Integrated Ocean Drilling Program Expedition 305, a joint science program with Expedition 304, was designed to investigate the processes that control formation of oceanic core complexes, as well as the exposure of ultramafic rocks in very young oceanic lithosphere. Prior studies indicated that two main drill sites on Atlantis Massif, on the western rift flank of the Mid-Atlantic Ridge (MAR) at 30°N, could provide key constraints on the structure of the detachment fault zone, rock types exposed at shallow structural levels in the footwall, and their alteration history, as well as that of the volcanic succession in the hanging wall.
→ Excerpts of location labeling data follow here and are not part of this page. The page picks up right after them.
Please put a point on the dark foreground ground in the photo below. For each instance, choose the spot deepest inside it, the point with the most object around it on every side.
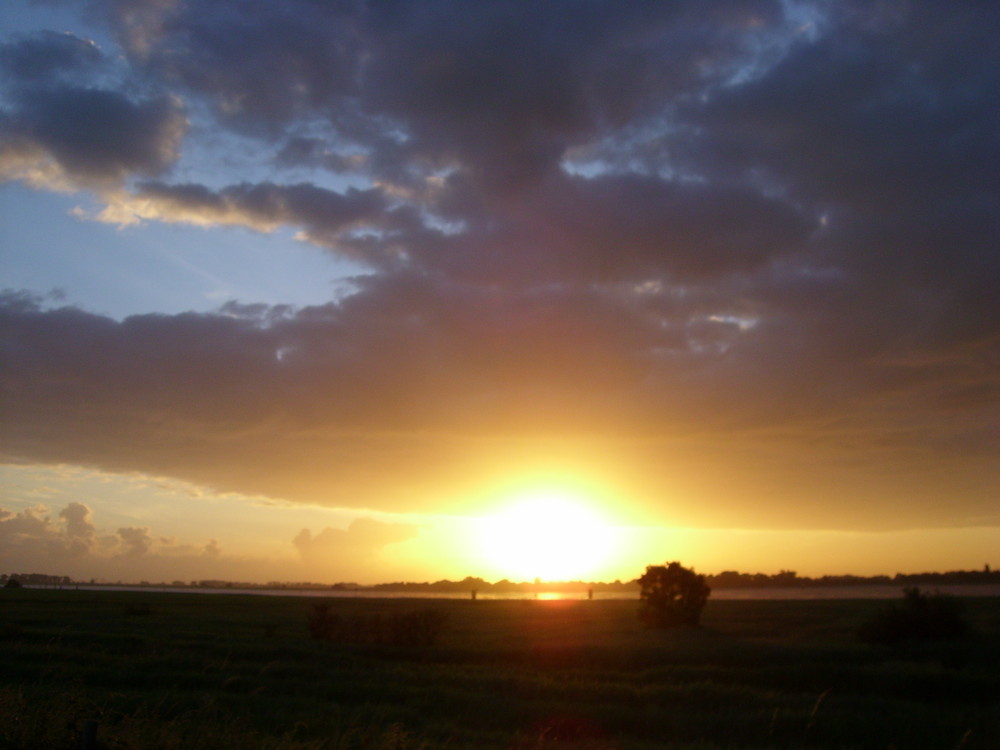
(159, 670)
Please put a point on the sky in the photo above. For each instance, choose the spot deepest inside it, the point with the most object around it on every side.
(374, 291)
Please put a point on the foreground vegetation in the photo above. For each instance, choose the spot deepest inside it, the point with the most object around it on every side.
(159, 670)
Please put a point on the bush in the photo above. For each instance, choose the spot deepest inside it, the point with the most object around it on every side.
(411, 629)
(672, 595)
(920, 617)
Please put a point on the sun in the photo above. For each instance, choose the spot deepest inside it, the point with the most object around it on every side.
(546, 534)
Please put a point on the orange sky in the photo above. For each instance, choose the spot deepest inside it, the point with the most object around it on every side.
(720, 278)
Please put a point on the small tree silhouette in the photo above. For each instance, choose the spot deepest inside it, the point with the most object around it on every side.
(919, 617)
(672, 595)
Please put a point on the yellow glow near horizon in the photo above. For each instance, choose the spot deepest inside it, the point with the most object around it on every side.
(547, 534)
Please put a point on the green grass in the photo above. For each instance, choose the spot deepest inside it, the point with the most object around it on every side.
(160, 670)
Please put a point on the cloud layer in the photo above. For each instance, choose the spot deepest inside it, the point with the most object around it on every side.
(747, 248)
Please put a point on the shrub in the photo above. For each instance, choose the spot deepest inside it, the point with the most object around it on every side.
(411, 629)
(920, 617)
(672, 595)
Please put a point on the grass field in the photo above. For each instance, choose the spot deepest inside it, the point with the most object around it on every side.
(159, 670)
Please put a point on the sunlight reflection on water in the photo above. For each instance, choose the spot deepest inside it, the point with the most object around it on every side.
(790, 593)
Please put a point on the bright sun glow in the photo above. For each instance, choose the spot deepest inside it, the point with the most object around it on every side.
(548, 535)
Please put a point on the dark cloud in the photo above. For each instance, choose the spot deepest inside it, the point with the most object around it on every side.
(407, 389)
(87, 135)
(755, 235)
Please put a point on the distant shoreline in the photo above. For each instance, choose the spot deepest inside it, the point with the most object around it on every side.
(799, 593)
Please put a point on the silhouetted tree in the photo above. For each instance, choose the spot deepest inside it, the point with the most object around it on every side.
(672, 595)
(919, 617)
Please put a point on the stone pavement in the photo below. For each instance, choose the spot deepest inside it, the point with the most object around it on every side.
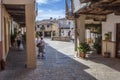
(60, 64)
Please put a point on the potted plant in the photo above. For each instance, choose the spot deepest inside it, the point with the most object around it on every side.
(83, 49)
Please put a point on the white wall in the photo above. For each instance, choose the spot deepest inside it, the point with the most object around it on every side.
(110, 25)
(78, 5)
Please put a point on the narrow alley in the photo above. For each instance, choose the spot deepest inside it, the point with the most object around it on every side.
(60, 64)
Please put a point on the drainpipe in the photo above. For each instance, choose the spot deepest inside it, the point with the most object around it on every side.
(2, 62)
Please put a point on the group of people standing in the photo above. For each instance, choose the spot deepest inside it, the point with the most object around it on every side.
(40, 45)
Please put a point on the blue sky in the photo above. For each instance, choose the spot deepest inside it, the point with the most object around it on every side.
(50, 8)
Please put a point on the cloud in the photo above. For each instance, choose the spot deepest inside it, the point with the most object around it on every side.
(46, 1)
(46, 14)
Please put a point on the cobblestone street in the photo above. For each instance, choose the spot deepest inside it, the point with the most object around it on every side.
(60, 64)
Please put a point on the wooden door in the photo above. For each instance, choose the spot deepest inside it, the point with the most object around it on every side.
(118, 41)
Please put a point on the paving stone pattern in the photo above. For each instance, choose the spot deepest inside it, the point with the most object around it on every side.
(60, 64)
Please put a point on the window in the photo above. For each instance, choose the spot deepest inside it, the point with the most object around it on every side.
(37, 26)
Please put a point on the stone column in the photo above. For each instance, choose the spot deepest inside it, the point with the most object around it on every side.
(30, 35)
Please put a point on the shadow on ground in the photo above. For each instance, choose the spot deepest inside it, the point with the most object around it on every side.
(55, 66)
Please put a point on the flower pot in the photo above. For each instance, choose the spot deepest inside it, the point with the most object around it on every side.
(83, 55)
(106, 54)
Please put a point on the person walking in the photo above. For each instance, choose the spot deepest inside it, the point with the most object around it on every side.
(19, 40)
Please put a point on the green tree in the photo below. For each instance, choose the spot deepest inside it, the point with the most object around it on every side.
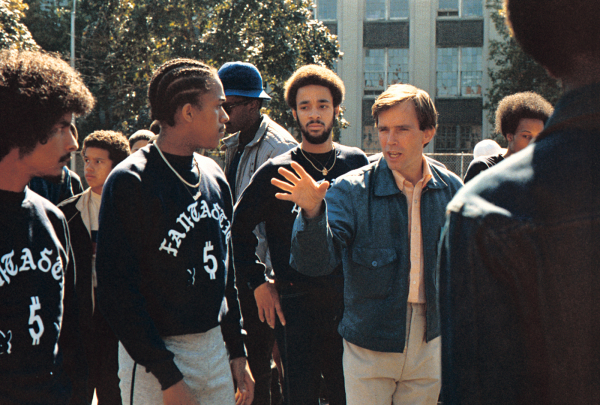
(124, 41)
(13, 32)
(514, 70)
(50, 26)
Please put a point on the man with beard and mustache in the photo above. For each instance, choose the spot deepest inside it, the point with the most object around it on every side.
(308, 308)
(39, 95)
(382, 224)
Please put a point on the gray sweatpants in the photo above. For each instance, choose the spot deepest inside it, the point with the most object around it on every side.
(201, 358)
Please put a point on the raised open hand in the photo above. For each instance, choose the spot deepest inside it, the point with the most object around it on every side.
(302, 190)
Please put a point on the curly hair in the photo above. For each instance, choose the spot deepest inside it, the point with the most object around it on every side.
(314, 75)
(176, 83)
(512, 109)
(399, 93)
(36, 90)
(556, 32)
(113, 142)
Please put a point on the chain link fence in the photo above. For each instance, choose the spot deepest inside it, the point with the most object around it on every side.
(455, 162)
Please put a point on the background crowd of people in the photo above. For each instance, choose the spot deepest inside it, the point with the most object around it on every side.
(301, 272)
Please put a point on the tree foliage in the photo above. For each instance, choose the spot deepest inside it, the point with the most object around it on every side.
(13, 32)
(514, 70)
(121, 42)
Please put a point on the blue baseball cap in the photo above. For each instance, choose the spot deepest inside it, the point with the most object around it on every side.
(242, 79)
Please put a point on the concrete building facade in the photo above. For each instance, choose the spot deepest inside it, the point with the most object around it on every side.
(440, 46)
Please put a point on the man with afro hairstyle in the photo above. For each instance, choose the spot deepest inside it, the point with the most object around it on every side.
(520, 258)
(39, 94)
(166, 282)
(303, 311)
(102, 151)
(520, 118)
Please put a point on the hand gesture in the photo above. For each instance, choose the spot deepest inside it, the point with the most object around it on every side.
(243, 381)
(303, 190)
(267, 302)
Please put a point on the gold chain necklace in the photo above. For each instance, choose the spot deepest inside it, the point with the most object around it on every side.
(325, 170)
(199, 193)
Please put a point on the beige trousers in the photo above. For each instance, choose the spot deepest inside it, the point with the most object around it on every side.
(201, 358)
(409, 378)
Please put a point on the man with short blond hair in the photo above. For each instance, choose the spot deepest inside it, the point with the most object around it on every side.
(382, 222)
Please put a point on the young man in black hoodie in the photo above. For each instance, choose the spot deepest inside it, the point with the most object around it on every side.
(102, 151)
(308, 308)
(39, 95)
(166, 283)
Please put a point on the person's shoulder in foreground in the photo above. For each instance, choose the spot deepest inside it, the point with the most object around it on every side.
(520, 253)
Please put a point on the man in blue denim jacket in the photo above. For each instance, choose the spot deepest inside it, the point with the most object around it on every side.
(520, 261)
(383, 223)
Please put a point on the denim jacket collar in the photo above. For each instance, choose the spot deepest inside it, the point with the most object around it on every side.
(233, 140)
(385, 184)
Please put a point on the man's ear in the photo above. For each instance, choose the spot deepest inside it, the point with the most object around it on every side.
(186, 113)
(428, 135)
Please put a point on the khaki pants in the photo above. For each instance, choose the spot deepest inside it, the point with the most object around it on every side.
(412, 377)
(201, 358)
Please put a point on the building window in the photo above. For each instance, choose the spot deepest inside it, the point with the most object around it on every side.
(457, 138)
(460, 8)
(386, 9)
(466, 81)
(384, 67)
(370, 142)
(326, 10)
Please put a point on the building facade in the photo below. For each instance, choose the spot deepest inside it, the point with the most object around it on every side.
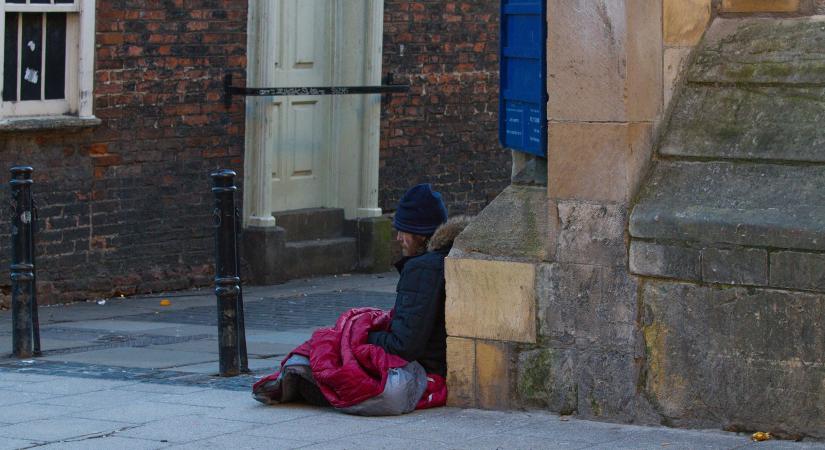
(664, 272)
(122, 160)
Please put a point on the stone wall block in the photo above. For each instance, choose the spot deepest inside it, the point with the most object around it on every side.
(546, 378)
(591, 233)
(600, 162)
(674, 61)
(798, 270)
(515, 224)
(491, 299)
(643, 47)
(606, 384)
(684, 21)
(760, 5)
(561, 288)
(606, 318)
(737, 266)
(743, 356)
(586, 60)
(669, 261)
(461, 372)
(493, 365)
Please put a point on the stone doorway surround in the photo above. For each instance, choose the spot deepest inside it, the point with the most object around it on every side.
(353, 161)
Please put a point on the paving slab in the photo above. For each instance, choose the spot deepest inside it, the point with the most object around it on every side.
(95, 400)
(244, 441)
(184, 429)
(254, 412)
(455, 426)
(60, 428)
(106, 443)
(9, 443)
(141, 412)
(331, 426)
(134, 357)
(211, 368)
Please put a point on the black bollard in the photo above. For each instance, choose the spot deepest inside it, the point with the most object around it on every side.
(241, 324)
(25, 332)
(227, 281)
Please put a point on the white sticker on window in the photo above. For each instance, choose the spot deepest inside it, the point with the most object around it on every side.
(30, 76)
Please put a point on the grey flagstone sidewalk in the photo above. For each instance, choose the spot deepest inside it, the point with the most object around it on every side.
(131, 374)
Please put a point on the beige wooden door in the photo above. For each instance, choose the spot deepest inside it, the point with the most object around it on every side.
(297, 129)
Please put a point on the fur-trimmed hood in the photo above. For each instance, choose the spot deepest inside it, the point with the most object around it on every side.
(447, 232)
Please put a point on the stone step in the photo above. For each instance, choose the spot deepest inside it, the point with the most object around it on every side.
(319, 257)
(756, 205)
(756, 91)
(311, 223)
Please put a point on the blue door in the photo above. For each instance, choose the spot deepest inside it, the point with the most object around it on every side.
(523, 76)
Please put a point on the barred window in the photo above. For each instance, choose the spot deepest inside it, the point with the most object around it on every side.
(43, 63)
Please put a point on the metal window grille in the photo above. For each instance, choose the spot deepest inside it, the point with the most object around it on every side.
(35, 49)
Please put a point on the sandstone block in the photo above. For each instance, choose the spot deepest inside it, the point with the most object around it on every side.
(670, 261)
(491, 299)
(461, 372)
(760, 5)
(798, 270)
(597, 161)
(643, 59)
(591, 233)
(674, 61)
(738, 266)
(684, 21)
(515, 224)
(493, 365)
(604, 60)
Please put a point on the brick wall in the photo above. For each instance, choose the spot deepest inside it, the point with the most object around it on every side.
(446, 130)
(125, 207)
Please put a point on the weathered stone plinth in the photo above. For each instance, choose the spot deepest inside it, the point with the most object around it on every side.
(727, 234)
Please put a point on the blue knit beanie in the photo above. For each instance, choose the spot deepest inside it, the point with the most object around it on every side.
(420, 211)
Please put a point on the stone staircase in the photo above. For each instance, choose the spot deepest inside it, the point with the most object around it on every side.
(728, 235)
(737, 195)
(317, 241)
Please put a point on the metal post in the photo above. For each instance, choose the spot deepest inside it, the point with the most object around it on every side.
(241, 324)
(25, 338)
(227, 282)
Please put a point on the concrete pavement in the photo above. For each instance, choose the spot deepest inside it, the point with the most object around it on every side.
(129, 373)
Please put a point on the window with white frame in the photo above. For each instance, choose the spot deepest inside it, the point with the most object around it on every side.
(47, 57)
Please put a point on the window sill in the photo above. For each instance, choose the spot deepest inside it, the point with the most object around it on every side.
(45, 123)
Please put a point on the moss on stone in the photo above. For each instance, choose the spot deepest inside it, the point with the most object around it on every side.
(535, 377)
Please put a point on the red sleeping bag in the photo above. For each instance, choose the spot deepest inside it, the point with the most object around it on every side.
(348, 370)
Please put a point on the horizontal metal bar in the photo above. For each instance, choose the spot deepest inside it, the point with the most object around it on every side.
(331, 90)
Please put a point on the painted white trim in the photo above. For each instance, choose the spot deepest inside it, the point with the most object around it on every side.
(20, 7)
(258, 192)
(368, 197)
(86, 60)
(80, 35)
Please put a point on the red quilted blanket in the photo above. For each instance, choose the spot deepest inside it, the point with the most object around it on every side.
(348, 370)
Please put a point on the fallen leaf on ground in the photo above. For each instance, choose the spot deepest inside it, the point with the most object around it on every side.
(760, 436)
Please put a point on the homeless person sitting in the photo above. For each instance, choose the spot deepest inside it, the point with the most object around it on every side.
(375, 362)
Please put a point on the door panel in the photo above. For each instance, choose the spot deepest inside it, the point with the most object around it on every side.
(298, 130)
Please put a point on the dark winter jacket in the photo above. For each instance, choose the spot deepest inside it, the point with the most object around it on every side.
(417, 331)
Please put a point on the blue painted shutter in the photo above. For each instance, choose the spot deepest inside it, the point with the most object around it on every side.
(523, 76)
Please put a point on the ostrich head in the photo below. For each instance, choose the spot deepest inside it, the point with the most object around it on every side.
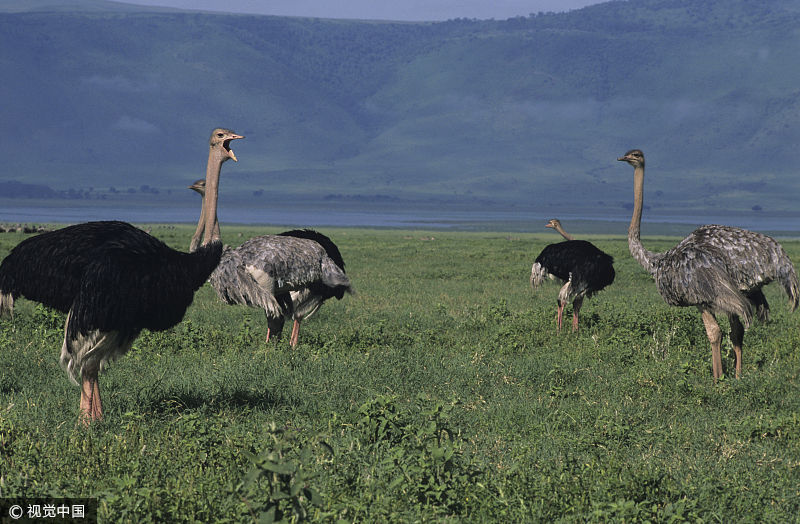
(634, 157)
(221, 139)
(199, 186)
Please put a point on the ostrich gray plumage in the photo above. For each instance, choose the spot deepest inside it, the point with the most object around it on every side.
(264, 270)
(286, 275)
(718, 269)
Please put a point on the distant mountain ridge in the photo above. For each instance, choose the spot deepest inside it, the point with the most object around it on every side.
(527, 112)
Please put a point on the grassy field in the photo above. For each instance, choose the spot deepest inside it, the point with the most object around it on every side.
(440, 392)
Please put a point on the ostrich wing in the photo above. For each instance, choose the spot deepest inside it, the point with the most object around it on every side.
(585, 262)
(688, 275)
(289, 263)
(752, 260)
(138, 282)
(48, 268)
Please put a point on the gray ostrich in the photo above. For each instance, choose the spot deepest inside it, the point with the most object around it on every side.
(718, 269)
(287, 275)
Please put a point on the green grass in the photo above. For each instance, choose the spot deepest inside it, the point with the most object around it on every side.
(441, 391)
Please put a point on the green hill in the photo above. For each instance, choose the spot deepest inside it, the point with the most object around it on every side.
(529, 112)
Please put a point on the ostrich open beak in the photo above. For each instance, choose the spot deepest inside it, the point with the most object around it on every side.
(227, 146)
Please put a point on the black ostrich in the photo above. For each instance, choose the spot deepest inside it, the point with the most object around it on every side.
(584, 268)
(717, 269)
(287, 275)
(113, 280)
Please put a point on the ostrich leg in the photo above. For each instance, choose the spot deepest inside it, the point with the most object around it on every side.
(295, 332)
(91, 406)
(737, 336)
(576, 307)
(715, 337)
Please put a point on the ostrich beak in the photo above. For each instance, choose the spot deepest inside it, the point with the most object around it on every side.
(231, 155)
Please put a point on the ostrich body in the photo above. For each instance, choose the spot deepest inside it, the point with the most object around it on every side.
(718, 269)
(286, 275)
(113, 280)
(584, 268)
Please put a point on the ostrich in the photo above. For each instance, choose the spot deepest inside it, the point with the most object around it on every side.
(584, 268)
(306, 301)
(718, 269)
(287, 275)
(113, 280)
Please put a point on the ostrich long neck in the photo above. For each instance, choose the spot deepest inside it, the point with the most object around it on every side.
(198, 234)
(208, 214)
(563, 233)
(642, 255)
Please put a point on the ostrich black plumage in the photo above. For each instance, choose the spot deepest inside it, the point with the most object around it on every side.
(718, 269)
(584, 268)
(287, 275)
(113, 280)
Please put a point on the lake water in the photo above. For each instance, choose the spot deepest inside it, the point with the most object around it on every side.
(427, 218)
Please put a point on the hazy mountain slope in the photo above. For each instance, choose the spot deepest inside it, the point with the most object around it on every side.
(531, 111)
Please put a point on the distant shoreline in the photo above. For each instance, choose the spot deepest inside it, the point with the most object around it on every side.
(278, 215)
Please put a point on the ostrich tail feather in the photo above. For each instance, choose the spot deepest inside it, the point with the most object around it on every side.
(538, 275)
(792, 289)
(6, 304)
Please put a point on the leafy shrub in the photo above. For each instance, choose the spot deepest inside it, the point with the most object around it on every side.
(278, 485)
Expedition 305 deepened Hole U1309D in the footwall of Atlantis Massif to 1415.5 meters below seafloor, with high recovery (average = 74.8%) of dominantly gabbroic rocks. Hole U1309D was logged twice, providing the opportunity for unprecedented core–logging integration for a deep borehole in the oceanic lithosphere. The recovered rocks range from dunitic troctolite, troctolite, (olivine) gabbro, and gabbronorite to evolved oxide gabbro that locally contains abundant zircon and apatite, and diabase. The texture of the dunitic troctolite suggests a cumulate origin. The gabbroic suite from Hole U1309D is among the most primitive recovered from the MAR, with Mg# ranging from 67 to 87.
Although alteration mineral assemblages record cooling of gabbroic rocks from magmatic conditions to zeolite facies, a low-temperature phase that reflects alteration at temperatures <500°C is most significant. The overall trends in alteration and the changes in secondary mineralogy downhole suggest that there may be two separate secondary processes that have affected the footwall in the vicinity of Hole U1309D. In the upper ~840 m, seawater–rock interactions may pervade the gabbroic sequence. Below that depth, the nature of and the fluctuations in degree and style of metamorphism are related to fluids of a different composition percolating along fault/ductile deformation zones. Hence, the core records an extensive history of gabbroic rock–fluid interaction, possibly including magmatic fluids.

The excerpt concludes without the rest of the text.